Wednesday, July 15, 2015

Review- Band Of Horses w/ Neil Young + Promise Of The Real @ DTE Energy Music Theatre in Clarkston, MI on July 14, 2015

Band Of Horses w/ Neil Young + Promise Of The Real @ DTE Energy Music Theatre in Clarkston, MI on July 14, 2015

Cross another one off of my bucket list. We are living in the twilight of the gods, when the elder statesmen of Rock And Roll are eligible for social security benefits yet continue to draw larger crowds than new bands. There is a lesson in there somewhere but that's a discussion for another time.
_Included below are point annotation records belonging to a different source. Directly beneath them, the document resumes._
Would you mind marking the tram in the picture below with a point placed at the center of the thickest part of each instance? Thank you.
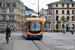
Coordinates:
(32, 28)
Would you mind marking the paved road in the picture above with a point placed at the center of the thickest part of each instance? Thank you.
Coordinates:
(50, 41)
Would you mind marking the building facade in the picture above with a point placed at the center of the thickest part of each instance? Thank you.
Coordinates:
(12, 12)
(62, 8)
(29, 11)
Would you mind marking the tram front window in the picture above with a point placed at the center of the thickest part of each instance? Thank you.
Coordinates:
(34, 26)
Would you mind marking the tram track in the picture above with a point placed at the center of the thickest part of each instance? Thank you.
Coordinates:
(42, 43)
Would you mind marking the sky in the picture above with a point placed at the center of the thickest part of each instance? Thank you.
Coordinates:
(33, 4)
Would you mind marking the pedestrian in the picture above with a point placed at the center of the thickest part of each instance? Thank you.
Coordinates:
(72, 31)
(63, 31)
(8, 31)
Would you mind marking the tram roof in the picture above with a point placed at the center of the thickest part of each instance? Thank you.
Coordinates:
(37, 19)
For reasons that elude me I have never seen Neil Young in concert before. I would either forget about it or no one else wanted to go or I was broke. It was as if the cosmos itself conspired against me. I vowed to myself to never let it happen again after missing him the last time he rolled through town, and it took another three years for him to return to Detroit.
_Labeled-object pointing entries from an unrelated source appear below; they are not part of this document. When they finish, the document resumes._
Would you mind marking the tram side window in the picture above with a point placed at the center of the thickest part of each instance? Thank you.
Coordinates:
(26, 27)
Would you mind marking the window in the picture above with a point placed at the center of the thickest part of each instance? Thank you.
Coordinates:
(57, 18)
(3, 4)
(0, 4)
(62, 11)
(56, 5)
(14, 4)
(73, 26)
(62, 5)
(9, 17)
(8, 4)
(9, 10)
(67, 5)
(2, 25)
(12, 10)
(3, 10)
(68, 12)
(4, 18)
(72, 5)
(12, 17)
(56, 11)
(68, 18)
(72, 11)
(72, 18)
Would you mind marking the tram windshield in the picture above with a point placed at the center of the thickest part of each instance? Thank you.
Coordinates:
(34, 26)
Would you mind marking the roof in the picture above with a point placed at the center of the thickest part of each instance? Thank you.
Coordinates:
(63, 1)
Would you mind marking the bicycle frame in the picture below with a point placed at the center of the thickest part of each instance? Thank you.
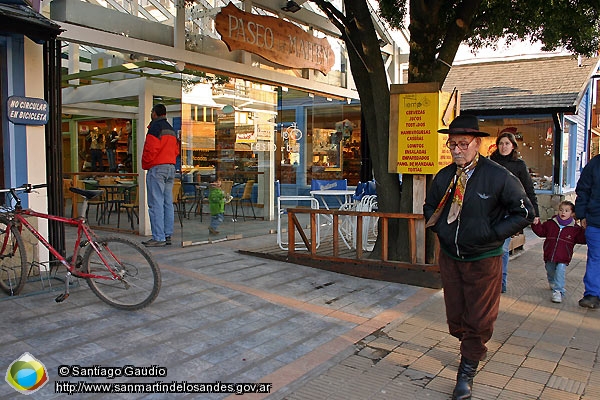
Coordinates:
(82, 228)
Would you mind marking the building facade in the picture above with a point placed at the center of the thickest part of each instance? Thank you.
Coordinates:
(258, 91)
(549, 103)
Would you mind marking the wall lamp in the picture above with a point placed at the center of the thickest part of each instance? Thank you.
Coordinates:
(291, 6)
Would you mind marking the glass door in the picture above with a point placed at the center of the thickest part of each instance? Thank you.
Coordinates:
(227, 130)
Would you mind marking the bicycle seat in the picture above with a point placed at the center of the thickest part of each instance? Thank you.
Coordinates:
(88, 194)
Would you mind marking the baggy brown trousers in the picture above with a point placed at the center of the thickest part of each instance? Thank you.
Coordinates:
(472, 297)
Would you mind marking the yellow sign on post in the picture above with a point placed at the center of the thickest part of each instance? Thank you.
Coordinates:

DTE Energy Music Theatre, or Pine Knob as it was called until 2001, is an outdoor amphitheater 30 or so miles north of the city in an area which was the boonies when I started going to shows in the '80s but is now stripmall and chain city. “Allow another boulevard to claim a quiet country's insane” indeed. Outdoor shows are entirely dependent on the weather. The high was in the 70s, which is great, but it rained on and off until around the time Neil Young took the stage. Band Of Horses played to a damp crowd. They were tolerable and enjoyable to a degree.

 Neil Young took the stage at 8:46 after two people dressed like farmers walked around the stage for a few minutes, acting like they were spreading seeds and watering flowers. He opened the set solo, playing piano and harmonica on After The Gold Rush. He changed one of the lines from Look at Mother Nature on the run in the nineteen seventies to Twenty first century. Heart Of Gold was done on acoustic guitar and harmonica, ditto Long May You Run. Old Man sounded great, with Neil's voice sounding really strong on the chorus. Mother Earth (Natural Anthem) rounded out the solo set, this one played on some kind of organ.
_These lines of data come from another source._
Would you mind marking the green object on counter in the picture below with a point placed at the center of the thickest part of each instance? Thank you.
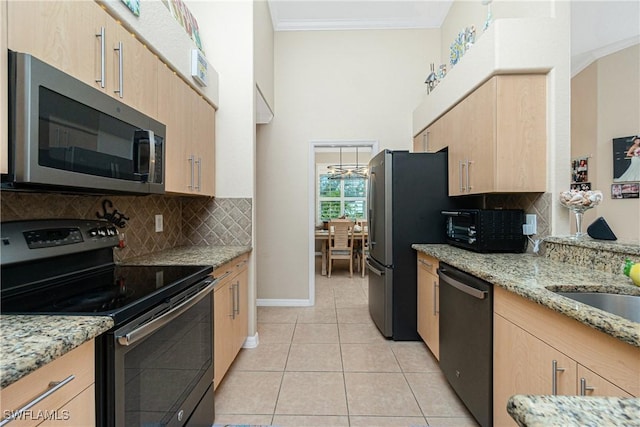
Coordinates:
(632, 269)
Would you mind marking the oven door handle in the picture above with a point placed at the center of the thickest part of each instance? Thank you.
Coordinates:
(148, 328)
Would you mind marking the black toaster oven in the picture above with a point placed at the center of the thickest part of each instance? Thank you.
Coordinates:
(486, 230)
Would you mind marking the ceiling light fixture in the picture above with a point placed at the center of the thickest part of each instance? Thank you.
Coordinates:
(349, 170)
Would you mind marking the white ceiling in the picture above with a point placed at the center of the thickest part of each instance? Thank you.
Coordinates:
(597, 27)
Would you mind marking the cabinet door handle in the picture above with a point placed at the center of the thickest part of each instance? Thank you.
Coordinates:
(199, 163)
(120, 50)
(554, 376)
(53, 387)
(233, 301)
(102, 59)
(584, 388)
(237, 307)
(435, 285)
(190, 160)
(461, 166)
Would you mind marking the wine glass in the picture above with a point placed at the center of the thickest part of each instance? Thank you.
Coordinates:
(579, 202)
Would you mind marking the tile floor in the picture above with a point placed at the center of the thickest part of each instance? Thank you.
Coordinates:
(328, 365)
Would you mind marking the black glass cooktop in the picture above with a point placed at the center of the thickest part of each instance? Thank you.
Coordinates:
(117, 291)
Promise Of The Real are Neil's backing band. Willie Nelson's sons provided great backing vocals and they played their asses off. Out On The Weekend was the third of four songs from the classic Harvest album to be played tonight. Unknown Legend, From Hank To Hendrix, and Harvest Moon were an unlikely trio from 1992's Harvest Moon that worked well with the crowd. Wolf Moon was the first song off of the new album played tonight. The band ended up playing seven of the nine songs off of the freshly minted The Monsanto Years album.

Words (Between The Lines Of Age) is a favorite of mine and sounded awesome. Bad Fog Of Loneliness was one of those deep cuts that I didn't dream would be played. Then came a trio of new songs: A Rock Star Bucks A Coffee Shop, People Want To Hear About Love, A New Day For Love. The live versions bury the studio versions and Neil sang them with incredible passion. While some people have dismissed his environmental and political stances on the new album it was visibly apparent how important all of these things are to him. The world really does seem to be standing at some kind of crossroads.

Cowgirl In The Sand showed that Neil Young is still one of the most badass guitarists on the planet, and the young bucks backing him were no slouches either. Workin' Man and Big Box are my favorites off of the new album and they sounded fantastic live. Everybody Knows This Is Nowhere sounded great. Monsanto Years and Love And Only Love rounded out the set proper.

The curfew at the venue is 11:00. Nearly every band avoids blowing it because there is a $1,000 per minute fine. I half figured that Neil would blow off the encore because of this, but Neil Young is more Rock and Roll than most. He said that this place will always be Pine Knob to him. Don't Be Denied blew my mind and I really hope that Time Fades Away receives a re-release that doesn't require me to plunk down $160 for a four LP set like the one that came out last fall. Roll Another Number (For The Road) was a fitting closer for such an herb friendly crowd. I have not seen a haze like that over the lawn in many moons. So Neil Young blew the curfew by ten minutes, resulting in a $10,000 fine. If that isn't flipping the bird I don't know what is. Two hours and twenty five minutes. Lawn seats were a reasonable $30.00. I am not sure what more anyone could want.

Dude, let's watch the show through our phones together.

I do have a gripe about the crowd, though. People are stupid with their cellphones. I saw many people playing with their phones incessantly, checking Facebook, texting, Snapchat...basically anything other than watching the show. I don't understand why anyone would pay money for a ticket and then stare at their phone. Take these two brotards who stood in front of us until we moved. They were fucking idiots. Couldn't go more than a minute without filming, taking a picture, checking a message, etc. Unbelievable. There was a type of ADD to them that made me want to punch them. The girl next to us ended up yelling at them. That got brotard B (on the right) to settle down mostly, although brotard A was expressing his God-given right to be an asshole and play on his phone throughout the show. Smartphones have ruined concertgoing along with moviegoing. I do snap a few quick pix but never with a flash and never for every minute of every song.